The receiver trusts this broadcasted location data and forwards it to the user's Home Assistant server as if it were the device's real location.

This bypasses Android's developer-mode 'Mock Location' protections and allows a local malicious app to fake the user's GPS position.

As a result, the attacker can manipulate zone-based automations such as unlocking doors, disarming alarms, or opening garages by spoofing the device location.

The issue was fixed in Home Assistant version 2026.5.3 by restricting the export of the LocationSensorManager.

Impact Analysis

This vulnerability can allow a local malicious app on your device to spoof your GPS location without needing any permissions.

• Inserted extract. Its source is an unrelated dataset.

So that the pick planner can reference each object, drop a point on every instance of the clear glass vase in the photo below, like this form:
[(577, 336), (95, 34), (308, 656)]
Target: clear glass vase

By faking your location, the attacker can trigger zone-based automations in Home Assistant that rely on your real location.

  • Unlocking doors
  • Disarming alarms
  • Opening garage doors

This can lead to unauthorized physical access to your home or property and compromise your security.

Detection Guidance

This vulnerability involves the LocationSensorManager BroadcastReceiver being exported without permission, allowing local apps to send forged location broadcasts. Detection would involve checking if the vulnerable version of Home Assistant (prior to 2026.5.3) is installed and if the LocationSensorManager BroadcastReceiver is exported without restrictions.

To detect exploitation attempts, you can monitor for suspicious broadcasts of the ACTION_LOCATION_RESULT or similar intents being sent to the LocationSensorManager. On an Android device, you might use commands such as:

  • adb shell dumpsys package home_assistant | grep LocationSensorManager
  • adb shell pm list receivers -a | grep LocationSensorManager
  • adb logcat | grep LocationSensorManager

These commands help verify if the receiver is exported and monitor logs for suspicious location broadcasts. However, no specific detection commands are provided in the available resources.

Mitigation Strategies

The primary mitigation is to update Home Assistant to version 2026.5.3 or later, where the vulnerability is fixed by restricting the export of the LocationSensorManager BroadcastReceiver.

If updating immediately is not possible, consider limiting the installation of untrusted local apps on the device, as the vulnerability requires a local app to send forged broadcasts.

Additionally, monitoring and restricting broadcast intents related to location updates can help reduce risk until the update is applied.